Course Description
A “Business Ontology” defines a common set of unambiguous concepts, that are central to your business. Getting everyone on the same page improves search and facilitates harmonization of data repositories. Complexity is greatly reduced, allowing for more flexible evolution of enterprise systems. Designing and Building Business Ontologies will help give you the edge you need to transform your information systems. Does this sound like you? - My information systems are bogged down and I’m not sure which way to turn. - I get that semantic technology can help, but don’t know how to proceed. - What’s the big deal about triples and linked data? - What’s the difference between an ontology and a data model? - How can I use OWL, if I am used to object-oriented modeling? - I’m digging the ideas about logic &inference, but don’t know how it works. - I know the basics of OWL, but I want more advanced material. - I want to build industry-strength ontologies. - I like to have FUN while I learn. This course is far more than learning the syntax of the Semantic Web or how to use tools to implement semantic based systems (although it certainly does cover both of those). This course is about learning how to think and design in semantics. We have been continually evolving this course over the ten years we have been teaching it. We are always adding new technologies and new techniques to the course. Over the course of time we’ve learned how students learn this new material and have continued to adopt the course materials. ***Discounts are available for bulk registration. Please inquire for details.***
What am I going to get from this course?
General:
- Describe where semantic technology has made a difference in industry today.
- Identify opportunities and challenges in your organization that can be addressed by semantic technology.
- Continue your education by self-learning.
- Evangelize the importance of joining the data-centric revolution.
- Understand and describe the advantages of a graph database over traditional relational databases, with reference to URIs and triples.
- Understand and describe the importance of having an enterprise ontology in the organization, and why it should be based on an upper ontology.
- Explore publicly available ontologies and triple stores from SPARQL endpoints.
- Represent and query knowledge and data in a triple store using OWL, RDF & SPARQL.
- Leverage the benefits of having the schema and the data in the same store.
- Extract data from a relational database in the form of triples using the W3C standard mapping languaage: R2RML.
- Use RDF Shapes (SHACL) to manage constraints on how the ontology may be used in an application.
- Use modern software tools to build and leverage core components of enterprise ontologies using a proven method based on using gist, an upper enterprise ontology.
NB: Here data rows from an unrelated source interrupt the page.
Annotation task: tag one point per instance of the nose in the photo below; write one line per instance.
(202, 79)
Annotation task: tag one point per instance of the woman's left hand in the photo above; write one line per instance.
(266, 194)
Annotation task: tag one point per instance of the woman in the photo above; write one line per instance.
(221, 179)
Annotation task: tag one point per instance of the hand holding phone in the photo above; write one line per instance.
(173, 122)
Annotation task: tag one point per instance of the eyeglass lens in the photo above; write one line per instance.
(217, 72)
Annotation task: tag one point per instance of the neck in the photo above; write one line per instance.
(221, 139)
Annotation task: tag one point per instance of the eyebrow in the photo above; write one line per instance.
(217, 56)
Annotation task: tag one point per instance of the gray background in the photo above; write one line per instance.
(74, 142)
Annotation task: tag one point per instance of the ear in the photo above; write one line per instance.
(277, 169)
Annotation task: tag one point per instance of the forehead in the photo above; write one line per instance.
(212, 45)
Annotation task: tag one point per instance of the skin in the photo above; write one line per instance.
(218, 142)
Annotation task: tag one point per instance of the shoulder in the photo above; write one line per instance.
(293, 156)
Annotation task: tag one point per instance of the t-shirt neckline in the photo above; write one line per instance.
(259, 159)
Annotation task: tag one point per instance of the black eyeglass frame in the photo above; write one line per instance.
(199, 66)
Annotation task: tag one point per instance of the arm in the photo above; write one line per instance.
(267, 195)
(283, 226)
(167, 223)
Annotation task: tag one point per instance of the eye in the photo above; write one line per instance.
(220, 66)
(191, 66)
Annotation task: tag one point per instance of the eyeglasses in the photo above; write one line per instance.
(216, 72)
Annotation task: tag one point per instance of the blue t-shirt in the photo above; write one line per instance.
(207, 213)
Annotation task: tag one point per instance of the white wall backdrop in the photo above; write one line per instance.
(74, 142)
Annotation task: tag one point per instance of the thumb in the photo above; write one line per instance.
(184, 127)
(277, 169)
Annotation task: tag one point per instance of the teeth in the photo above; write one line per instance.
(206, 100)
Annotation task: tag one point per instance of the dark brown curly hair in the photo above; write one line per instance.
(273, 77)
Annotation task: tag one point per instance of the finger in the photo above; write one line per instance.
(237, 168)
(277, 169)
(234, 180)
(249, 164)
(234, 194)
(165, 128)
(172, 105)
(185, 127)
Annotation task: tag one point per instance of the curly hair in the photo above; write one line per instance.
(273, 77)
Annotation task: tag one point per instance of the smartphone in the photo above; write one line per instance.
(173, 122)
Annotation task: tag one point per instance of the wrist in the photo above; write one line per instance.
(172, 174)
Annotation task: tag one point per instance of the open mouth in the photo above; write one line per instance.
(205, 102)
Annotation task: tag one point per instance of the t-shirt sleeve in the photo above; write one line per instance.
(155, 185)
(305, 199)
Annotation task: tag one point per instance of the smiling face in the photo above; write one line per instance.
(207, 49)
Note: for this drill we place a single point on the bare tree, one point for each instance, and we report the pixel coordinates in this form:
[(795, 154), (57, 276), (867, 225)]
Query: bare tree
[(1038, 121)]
- Avoid common errors that result in overly complex ontologies. This entails judicious choices of when to create new classes and properties.
- Build an ontology that is both a conceptual model of the subject area as well as being directly usable as a data schema in a triple store.
- Divide up an ontology into modules using the ontology import mechanism.
- Understand how inference is used for represented enterprise knowledge and also how it can be used to help debug your ontology.